Le coup d’envoi des festivités sera placé sous le signe de l’élégance avec la « Nuit de la Sape » au Pullman Hôtel. Ce rendez-vous prestigieux verra s’affronter les plus grands esthètes lors d’un concours de style, marqué par une annonce exceptionnelle : la maison J.M. Weston dévoilera une paire de chaussures exclusive, conçue spécialement en hommage à l’artiste.
Parallèlement à ces festivités mondaines, le cœur historique du mouvement battra dans la commune de Kalamu. Le mythique village Molokai redeviendra l’épicentre de la culture populaire avec une série de concerts et de performances artistiques rendant hommage au talent multidimensionnel de l’illustre disparu.
Le point d’orgue de l’événement se tiendra le 24 avril, date anniversaire du décès de l’artiste. Cette journée sera marquée par une forte charge symbolique avec l’inauguration du nouveau village Molokai. En complément, l’Académie des Beaux-Arts de Kinshasa accueillera diverses activités culturelles pour pérenniser son œuvre.

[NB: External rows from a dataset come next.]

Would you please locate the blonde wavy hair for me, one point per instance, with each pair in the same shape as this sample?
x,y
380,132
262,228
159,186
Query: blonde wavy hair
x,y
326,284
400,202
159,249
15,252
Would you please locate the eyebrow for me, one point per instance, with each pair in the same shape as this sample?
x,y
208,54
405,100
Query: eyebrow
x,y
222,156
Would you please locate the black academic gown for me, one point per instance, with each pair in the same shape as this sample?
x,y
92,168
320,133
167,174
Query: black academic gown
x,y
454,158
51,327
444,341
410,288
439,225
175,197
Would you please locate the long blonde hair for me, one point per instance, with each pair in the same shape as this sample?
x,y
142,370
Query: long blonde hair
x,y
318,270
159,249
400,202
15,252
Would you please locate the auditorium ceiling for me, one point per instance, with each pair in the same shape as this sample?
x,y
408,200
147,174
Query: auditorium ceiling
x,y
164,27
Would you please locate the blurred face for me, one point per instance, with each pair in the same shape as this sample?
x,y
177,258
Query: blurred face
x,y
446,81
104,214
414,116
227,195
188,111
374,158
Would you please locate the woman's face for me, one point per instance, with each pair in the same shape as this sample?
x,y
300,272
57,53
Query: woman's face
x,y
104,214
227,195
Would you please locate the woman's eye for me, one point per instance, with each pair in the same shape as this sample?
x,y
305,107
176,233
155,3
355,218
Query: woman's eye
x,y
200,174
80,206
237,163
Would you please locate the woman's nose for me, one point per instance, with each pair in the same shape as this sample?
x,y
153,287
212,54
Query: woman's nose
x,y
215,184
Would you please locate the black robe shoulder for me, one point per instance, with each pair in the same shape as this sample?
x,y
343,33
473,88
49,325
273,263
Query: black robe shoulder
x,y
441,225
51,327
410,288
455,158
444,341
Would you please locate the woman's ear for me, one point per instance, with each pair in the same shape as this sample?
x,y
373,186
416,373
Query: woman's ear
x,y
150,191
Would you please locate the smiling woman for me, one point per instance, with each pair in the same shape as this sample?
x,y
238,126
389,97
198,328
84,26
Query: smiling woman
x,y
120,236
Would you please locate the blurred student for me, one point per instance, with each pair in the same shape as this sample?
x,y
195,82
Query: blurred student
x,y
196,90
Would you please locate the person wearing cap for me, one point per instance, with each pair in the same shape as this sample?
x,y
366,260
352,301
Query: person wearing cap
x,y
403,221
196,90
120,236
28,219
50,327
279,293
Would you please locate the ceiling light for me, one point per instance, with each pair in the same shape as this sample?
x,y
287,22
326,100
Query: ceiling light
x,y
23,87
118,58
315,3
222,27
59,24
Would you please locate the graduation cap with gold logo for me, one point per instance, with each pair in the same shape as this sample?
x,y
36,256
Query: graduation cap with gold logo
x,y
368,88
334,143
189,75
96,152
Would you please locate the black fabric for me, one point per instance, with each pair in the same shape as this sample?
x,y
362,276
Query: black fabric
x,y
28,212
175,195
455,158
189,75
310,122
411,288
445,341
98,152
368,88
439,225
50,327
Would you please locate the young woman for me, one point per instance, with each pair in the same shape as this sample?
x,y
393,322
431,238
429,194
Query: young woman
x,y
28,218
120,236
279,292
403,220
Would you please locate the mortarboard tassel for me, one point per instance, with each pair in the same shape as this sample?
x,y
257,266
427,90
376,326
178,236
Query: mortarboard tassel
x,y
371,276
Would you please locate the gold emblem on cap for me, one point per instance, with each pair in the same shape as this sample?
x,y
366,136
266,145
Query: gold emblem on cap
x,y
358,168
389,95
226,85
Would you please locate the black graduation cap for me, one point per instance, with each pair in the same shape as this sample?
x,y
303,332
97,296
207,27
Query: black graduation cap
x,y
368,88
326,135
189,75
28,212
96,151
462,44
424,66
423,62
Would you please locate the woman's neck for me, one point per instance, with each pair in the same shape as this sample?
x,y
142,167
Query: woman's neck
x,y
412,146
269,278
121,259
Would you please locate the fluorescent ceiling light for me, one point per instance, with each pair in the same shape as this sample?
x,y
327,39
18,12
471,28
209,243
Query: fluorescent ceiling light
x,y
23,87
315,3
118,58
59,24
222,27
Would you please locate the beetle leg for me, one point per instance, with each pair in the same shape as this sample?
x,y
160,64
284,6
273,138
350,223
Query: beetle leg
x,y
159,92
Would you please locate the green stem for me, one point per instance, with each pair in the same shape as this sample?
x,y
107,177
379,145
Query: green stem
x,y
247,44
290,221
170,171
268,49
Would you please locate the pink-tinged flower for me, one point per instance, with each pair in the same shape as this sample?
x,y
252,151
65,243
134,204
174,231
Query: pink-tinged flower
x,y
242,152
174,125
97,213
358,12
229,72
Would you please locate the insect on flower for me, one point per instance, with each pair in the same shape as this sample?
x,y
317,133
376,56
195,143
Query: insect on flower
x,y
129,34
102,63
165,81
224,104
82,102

Il est à noter que cette date revêt désormais une dimension continentale, ayant été officiellement consacrée « Journée de la rumba » par l’Union africaine, confirmant ainsi l’influence planétaire de Papa Wemba.
Porté par une volonté de valoriser le patrimoine immatériel de la RDC, le festival bénéficie du haut patronage du président Félix Tshisekedi. Pour les autorités locales et nationales, cet événement ne se limite pas à la nostalgie ; il s’agit d’un levier stratégique pour affirmer le rayonnement culturel du Congo sur la scène internationale.
Une décennie après avoir tiré sa révérence sur scène, Papa Wemba demeure plus que jamais une figure tutélaire, au croisement de la musique, de la mode et de l’identité africaine.